出発の朝、シルヴァンは、ボーガンと人知れず話していた。

おきまりの挨拶や、たわいのないここで食べた食事のことなどはなしていたが、少し沈黙が落ちた後、シルヴァンは、決心したように、肩にかけたカバンから、一冊の本を取り出す。


「迷惑になるかもしれませんが、これをシュガー先生に渡してもらえないでしょうか?」

その本は日焼けやシミが目立っていてお世辞にも、きれいとは言えなかった。

しかし、緑色の同系色のグラデーションで刺繍をほどかされた表紙は、静かな落ち着きをあたえている。

「薬草百花 シルヴィーナ・サスノウ」

ボーガンは、丁寧にその本を受け取り、誰に聞かせるでもなく、表紙を読みあげた。


「私は、シルヴァン・フォーレース。フォーレース家の長男です。これは…私の母、シルヴィーナが、母国で書いたものです。こちらでは、あまり知られていない薬草がのっているので、先生の暇つぶしにでもなれば」

「ほほほ。私の兄は、本馬鹿でも、ありますからね。それは喜ぶでしょうが…大事な物なんじゃありませんか?」

シルヴァンは、頭をよこにふる。

「先生に持っていてもらいたいんです」

今までにない必死さを感じ、ボーガンは少しとまどう。

静かな青年だと思っていたのに、隠された感情が見えた気がした。


家名に少し引っ掛かりを覚えたが、シルヴァンの、すがるような目を見て、言いかけた言葉は飲み込む。

「ええ、分かりました。必ず、兄に渡しますよ」

そう言って、ボーガンはポーチに本を入れる。

シルヴァンは、安心したように笑う。

首元には、ドリスと同じペンダントが光っていた。



自分の乗る馬車へと歩く、ボーガンの後ろ姿を見て、自分もいこうかと、シルヴァンは、歩き出す。

やり残したことは、なかったかなと考える。

ひとつひとつ思い出し、確認していく。

大丈夫そうだ。

もう、心配することは何もない。


シルヴァンは、荷物が増えた馬車に乗る。

不審に思われないように、荷車を最初の状態に戻すようにルートに言っておいたのだ。

少し、不服をそうっだったけれど、ちゃんと言われた通りにしたようだ。

久しぶりに置いてある、木箱に座ろうとする。


今日一日は、この固さをがまんしなければなと、思ったが…。

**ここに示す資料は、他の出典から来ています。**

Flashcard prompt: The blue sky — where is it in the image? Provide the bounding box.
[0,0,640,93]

そこには、想像した固さはなく、戸惑い、また、座りなおす。

木箱の感触とは想像できない、弾力が感じられる。

シルヴァンは、反射的に外を見ると、思った通りルートがこちらを、うかがうようにみている。


まったく、注意したというのに、とシルヴァンは思い、緩みそうになる頬をごまかすように、首をふるのだった。